Gemma 4 MTP on GB10 — Inference 1.83x faster on 26B, 3.52x on 31B Dense
3.52x for code generation and ~2.5x for natural language on 31B Dense — independent measurement on a single GPU (above Google's '3x' headline)
Headline Result
I measured Google’s Gemma 4 MTP (Multi-Token Prediction) drafter on NVIDIA GB10 (GX10, 121.6GB unified LPDDR5X, 273 GB/s). MTP delivers a real speedup across all three workloads tested. On 31B Dense, Python code generation reaches 3.52x — at or above Google’s headline “up to 3x faster” claim, on a single GPU.
| Category | 26B-A4B + MTP+patch | 31B Dense + MTP+patch |
|---|---|---|
| Japanese financial analysis | 1.20x (16.47s → 13.74s) | 2.54x (91.95s → 36.23s) |
| English macro analysis | 1.36x (15.15s → 11.14s) | 2.52x (91.41s → 36.22s) |
| Python code generation | 1.83x (15.17s → 8.30s) | 3.52x (91.41s → 26.00s) |
Plotting 26B (light blue) and 31B (green) side by side makes the gap obvious — Python on 31B in particular pulls far ahead.

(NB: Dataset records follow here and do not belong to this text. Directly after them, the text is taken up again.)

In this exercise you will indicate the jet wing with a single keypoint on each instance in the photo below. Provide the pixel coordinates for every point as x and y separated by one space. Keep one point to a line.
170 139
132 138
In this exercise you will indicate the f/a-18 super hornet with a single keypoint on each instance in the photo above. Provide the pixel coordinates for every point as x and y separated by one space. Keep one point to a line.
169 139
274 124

In the search range, no independent benchmark of 31B Dense + 1 GPU + MTP could be found in public blogs or GitHub issues, so this measurement appears to be the first of its kind. Note that the freshly published vLLM image does not work as-is — its bundled gemma4_mtp.py returns 0% acceptance until the head commit of PR #41745 is bind-mounted. Section 5 covers this.
1. Test Environment
| Item | Value |
|---|---|
| Hardware | NVIDIA GB10 (GX10 SoC, ARM aarch64, SM 12.1) |
| Memory | LPDDR5X 128GB unified (CPU/GPU shared, cache coherent) |
| Memory bandwidth | 273 GB/s |
| Target model | RedHatAI/gemma-4-26B-A4B-it-FP8-Dynamic (26B-A4B MoE) / RedHatAI/gemma-4-31B-it-FP8-Dynamic (31B Dense) |
| Drafter | google/gemma-4-26B-A4B-it-assistant (832MB) / google/gemma-4-31B-it-assistant (832MB) |
| vLLM image | vllm/vllm-openai:gemma4-0505-arm64-cu130 (pushed the same day Google released MTP) |
| Patch | PR #41745 head commit d8b3826, applied via bind mount |
| Settings | num_speculative_tokens=4 (= K), kv-cache-dtype fp8, max-model-len 4096, temperature=0.7 |
References to “production” mean my daily news-summarization vLLM cron (02:00 JST, 31B-FP8-block).
2. Detailed Results
2.1 Speedup by language (3 prompts × 3 runs)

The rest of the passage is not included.